Bacterial community structure and functional contributions to emergence of health or necrotizing enterocolitis in preterm infants

Erika C Claud; Kevin P Keegan; Jennifer M Brulc; Lei Lu; Daniela Bartels; Elizabeth Glass; Eugene B Chang; Folker Meyer; Dionysios A Antonopoulos

doi:10.1186/2049-2618-1-20

Bacterial community structure and functional contributions to emergence of health or necrotizing enterocolitis in preterm infants

Microbiome. 2013 Jul 10;1(1):20. doi: 10.1186/2049-2618-1-20.

Authors

Erika C Claud¹, Kevin P Keegan, Jennifer M Brulc, Lei Lu, Daniela Bartels, Elizabeth Glass, Eugene B Chang, Folker Meyer, Dionysios A Antonopoulos

Affiliation

¹ Section of Neonatology, Department of Pediatrics, The University of Chicago, Chicago, IL, USA. eclaud@peds.bsd.uchicago.edu.

Abstract

Background: Preterm infants represent a unique patient population that is born functionally immature and must accomplish development under the influence of a hospital environment. Neonatal necrotizing enterocolitis (NEC) is an inflammatory intestinal disorder affecting preterm infants. The purpose of this study was to evaluate the progression of intestinal microbiota community development between preterm infants who remained healthy compared to preterm infants who developed NEC.

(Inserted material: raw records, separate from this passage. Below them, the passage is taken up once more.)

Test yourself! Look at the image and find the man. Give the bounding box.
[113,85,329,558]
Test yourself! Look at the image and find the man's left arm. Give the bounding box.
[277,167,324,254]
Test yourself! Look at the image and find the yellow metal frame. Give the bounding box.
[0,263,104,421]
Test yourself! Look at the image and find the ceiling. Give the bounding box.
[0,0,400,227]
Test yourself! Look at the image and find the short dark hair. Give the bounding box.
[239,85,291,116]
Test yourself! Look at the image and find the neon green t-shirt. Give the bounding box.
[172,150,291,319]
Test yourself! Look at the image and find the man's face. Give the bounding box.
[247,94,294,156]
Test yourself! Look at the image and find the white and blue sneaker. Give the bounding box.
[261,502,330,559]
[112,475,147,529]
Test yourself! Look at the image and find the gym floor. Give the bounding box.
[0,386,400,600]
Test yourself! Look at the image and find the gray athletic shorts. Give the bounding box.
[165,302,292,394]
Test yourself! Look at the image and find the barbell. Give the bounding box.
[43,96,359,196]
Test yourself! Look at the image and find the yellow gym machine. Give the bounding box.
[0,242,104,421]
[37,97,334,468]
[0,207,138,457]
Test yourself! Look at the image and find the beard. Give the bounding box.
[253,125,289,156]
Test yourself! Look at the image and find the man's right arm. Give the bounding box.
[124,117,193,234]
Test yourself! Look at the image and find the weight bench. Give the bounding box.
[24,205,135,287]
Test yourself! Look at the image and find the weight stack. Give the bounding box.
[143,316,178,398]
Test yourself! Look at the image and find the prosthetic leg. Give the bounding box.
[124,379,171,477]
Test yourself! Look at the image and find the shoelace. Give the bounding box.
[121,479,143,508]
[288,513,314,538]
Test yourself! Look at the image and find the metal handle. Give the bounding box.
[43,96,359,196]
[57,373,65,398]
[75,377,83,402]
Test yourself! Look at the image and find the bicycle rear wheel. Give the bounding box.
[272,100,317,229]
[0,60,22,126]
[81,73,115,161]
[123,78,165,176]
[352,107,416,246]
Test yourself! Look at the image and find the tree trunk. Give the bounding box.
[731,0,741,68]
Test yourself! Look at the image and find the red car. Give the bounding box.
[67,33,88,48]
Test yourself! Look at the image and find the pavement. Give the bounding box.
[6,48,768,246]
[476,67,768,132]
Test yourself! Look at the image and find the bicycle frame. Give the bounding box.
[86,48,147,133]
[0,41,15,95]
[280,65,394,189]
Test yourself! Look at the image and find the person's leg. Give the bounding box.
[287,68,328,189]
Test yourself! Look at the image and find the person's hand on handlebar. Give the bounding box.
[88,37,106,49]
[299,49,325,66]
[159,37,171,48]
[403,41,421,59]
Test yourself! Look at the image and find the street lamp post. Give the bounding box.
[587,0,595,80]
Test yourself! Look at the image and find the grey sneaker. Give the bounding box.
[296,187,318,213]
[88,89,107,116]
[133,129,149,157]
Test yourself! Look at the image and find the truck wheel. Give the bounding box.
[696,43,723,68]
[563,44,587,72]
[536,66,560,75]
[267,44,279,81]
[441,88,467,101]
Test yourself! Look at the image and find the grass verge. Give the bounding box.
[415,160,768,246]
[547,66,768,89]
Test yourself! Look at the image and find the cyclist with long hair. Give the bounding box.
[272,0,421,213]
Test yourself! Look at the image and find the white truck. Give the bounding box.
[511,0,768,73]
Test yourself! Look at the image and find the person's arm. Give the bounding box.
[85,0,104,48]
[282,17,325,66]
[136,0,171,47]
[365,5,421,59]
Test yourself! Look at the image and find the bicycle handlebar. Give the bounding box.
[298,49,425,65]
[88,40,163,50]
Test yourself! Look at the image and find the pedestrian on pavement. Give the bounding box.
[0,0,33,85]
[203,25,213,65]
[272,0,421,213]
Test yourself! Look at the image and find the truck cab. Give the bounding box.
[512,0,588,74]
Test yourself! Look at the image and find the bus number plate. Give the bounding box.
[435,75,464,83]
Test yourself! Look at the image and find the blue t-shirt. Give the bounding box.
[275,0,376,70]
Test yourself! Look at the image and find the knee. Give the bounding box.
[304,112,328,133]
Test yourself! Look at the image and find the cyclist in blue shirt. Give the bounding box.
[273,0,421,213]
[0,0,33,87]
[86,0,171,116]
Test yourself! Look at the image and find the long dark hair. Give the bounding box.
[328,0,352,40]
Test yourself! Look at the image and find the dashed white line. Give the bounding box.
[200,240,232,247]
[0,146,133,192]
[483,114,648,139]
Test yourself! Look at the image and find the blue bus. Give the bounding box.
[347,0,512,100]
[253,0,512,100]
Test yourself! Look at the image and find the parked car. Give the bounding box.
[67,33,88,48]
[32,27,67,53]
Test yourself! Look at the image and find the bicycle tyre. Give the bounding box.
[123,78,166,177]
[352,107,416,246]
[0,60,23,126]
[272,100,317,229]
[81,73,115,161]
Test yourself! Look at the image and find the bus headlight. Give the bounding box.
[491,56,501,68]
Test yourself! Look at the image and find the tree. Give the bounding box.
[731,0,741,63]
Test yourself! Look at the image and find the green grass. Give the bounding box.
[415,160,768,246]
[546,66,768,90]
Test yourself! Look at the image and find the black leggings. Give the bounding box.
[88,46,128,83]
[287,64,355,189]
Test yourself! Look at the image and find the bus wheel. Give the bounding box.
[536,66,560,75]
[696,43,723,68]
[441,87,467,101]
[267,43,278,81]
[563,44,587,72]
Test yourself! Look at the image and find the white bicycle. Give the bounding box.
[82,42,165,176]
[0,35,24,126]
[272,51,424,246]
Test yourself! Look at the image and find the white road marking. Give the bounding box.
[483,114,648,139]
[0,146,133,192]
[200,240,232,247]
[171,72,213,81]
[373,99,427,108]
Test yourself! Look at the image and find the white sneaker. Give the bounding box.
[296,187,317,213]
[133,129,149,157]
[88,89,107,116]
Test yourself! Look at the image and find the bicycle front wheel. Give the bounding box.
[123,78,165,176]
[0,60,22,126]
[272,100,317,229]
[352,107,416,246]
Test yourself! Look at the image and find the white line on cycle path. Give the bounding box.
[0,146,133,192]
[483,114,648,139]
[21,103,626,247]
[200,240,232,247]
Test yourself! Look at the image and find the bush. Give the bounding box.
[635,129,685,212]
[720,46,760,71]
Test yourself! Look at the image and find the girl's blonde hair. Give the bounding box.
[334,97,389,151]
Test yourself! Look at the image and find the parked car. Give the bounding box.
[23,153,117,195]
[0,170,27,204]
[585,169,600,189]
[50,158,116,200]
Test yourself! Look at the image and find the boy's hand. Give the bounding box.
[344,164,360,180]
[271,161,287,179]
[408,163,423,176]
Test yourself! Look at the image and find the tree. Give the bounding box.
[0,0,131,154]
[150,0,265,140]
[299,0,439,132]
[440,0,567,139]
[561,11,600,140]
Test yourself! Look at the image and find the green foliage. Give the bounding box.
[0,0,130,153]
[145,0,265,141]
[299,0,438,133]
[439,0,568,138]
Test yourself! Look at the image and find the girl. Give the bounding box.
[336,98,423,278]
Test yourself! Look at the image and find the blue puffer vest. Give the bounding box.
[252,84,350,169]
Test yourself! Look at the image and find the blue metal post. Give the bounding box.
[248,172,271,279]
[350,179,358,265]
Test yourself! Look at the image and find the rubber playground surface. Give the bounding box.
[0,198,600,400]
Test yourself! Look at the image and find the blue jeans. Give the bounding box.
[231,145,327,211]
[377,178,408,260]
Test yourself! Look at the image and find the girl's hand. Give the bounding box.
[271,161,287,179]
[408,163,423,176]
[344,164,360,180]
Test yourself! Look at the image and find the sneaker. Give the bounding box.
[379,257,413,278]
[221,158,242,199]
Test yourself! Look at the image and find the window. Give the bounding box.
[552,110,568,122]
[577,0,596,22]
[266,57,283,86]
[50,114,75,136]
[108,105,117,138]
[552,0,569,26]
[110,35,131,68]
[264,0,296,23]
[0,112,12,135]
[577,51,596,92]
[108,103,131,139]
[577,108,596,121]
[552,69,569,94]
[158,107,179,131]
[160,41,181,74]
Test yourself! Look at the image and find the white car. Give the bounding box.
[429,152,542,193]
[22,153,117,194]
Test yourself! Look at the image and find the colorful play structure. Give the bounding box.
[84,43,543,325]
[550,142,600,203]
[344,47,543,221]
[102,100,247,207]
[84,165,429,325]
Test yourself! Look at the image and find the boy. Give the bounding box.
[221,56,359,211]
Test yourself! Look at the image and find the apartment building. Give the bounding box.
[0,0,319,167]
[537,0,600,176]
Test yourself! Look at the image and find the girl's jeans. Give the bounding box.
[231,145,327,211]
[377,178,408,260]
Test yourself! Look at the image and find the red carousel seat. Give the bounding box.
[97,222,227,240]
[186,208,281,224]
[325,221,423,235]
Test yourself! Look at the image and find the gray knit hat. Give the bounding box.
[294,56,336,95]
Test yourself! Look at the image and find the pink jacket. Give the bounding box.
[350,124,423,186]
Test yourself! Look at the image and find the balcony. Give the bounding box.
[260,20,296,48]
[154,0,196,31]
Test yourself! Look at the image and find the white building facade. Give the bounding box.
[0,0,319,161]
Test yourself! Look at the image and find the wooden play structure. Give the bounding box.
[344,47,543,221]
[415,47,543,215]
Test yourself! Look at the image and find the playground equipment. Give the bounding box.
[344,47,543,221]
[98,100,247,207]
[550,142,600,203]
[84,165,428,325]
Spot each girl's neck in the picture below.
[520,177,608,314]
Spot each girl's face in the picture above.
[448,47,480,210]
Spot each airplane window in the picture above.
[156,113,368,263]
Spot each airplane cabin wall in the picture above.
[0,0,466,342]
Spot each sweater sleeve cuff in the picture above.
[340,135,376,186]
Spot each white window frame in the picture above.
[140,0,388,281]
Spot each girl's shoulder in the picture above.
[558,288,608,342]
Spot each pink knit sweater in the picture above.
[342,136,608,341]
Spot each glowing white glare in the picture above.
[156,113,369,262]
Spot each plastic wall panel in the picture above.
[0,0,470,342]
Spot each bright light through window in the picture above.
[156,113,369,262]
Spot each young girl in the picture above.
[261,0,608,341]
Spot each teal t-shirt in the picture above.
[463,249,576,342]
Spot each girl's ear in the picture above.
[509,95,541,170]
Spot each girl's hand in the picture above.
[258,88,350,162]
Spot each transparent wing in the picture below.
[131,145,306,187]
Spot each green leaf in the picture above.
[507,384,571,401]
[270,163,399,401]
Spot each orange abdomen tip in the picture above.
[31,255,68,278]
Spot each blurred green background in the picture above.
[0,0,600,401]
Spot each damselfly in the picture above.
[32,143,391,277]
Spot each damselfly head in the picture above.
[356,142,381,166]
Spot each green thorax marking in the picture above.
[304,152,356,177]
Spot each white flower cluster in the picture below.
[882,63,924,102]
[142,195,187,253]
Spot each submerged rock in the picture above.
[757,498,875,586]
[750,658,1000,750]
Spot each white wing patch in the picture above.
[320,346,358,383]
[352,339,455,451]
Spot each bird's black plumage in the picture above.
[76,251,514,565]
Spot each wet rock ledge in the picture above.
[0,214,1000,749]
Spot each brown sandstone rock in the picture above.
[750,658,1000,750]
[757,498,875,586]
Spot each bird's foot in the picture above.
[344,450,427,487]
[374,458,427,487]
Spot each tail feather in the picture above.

Results: Weekly fecal samples from ten preterm infants, five with NEC and five matched healthy controls were obtained. Bacterial DNA from individual fecal samples was subjected to sequencing of 16S rRNA-based inventories using the 454 GS-FLX platform. Fecal samples from control infants demonstrated a temporal pattern in their microbiota, which converged toward that of a healthy full term breast-fed infant. Microbiota development in NEC patients diverged from controls beginning three weeks prior to diagnosis. Shotgun metagenomic sequencing was performed to identify functional differences in the respective microbiota of fecal samples from a set of twins in which one twin developed NEC and one did not. The majority of the differentially abundant genes in the NEC patient were associated with carbohydrate metabolism and mapped to members of the family Enterobacteriaceae. This may indicate an adaptation of the community to an altered profile of substrate availability for specific members as a first step towards the development of NEC. We propose that the microbial communities as a whole may metabolize milk differently, resulting in differential substrate availability for specific microbial groups. Additional differentially represented gene sets of interest were related to antibiotic resistance and vitamin biosynthesis.

Conclusions: Our results suggest that there is a temporal component to microbiome development in healthy preterm infants. Thus, bacteriotherapy for the treatment or prevention of NEC must consider this temporal component of the microbial community in addition to its taxonomic composition and functional content.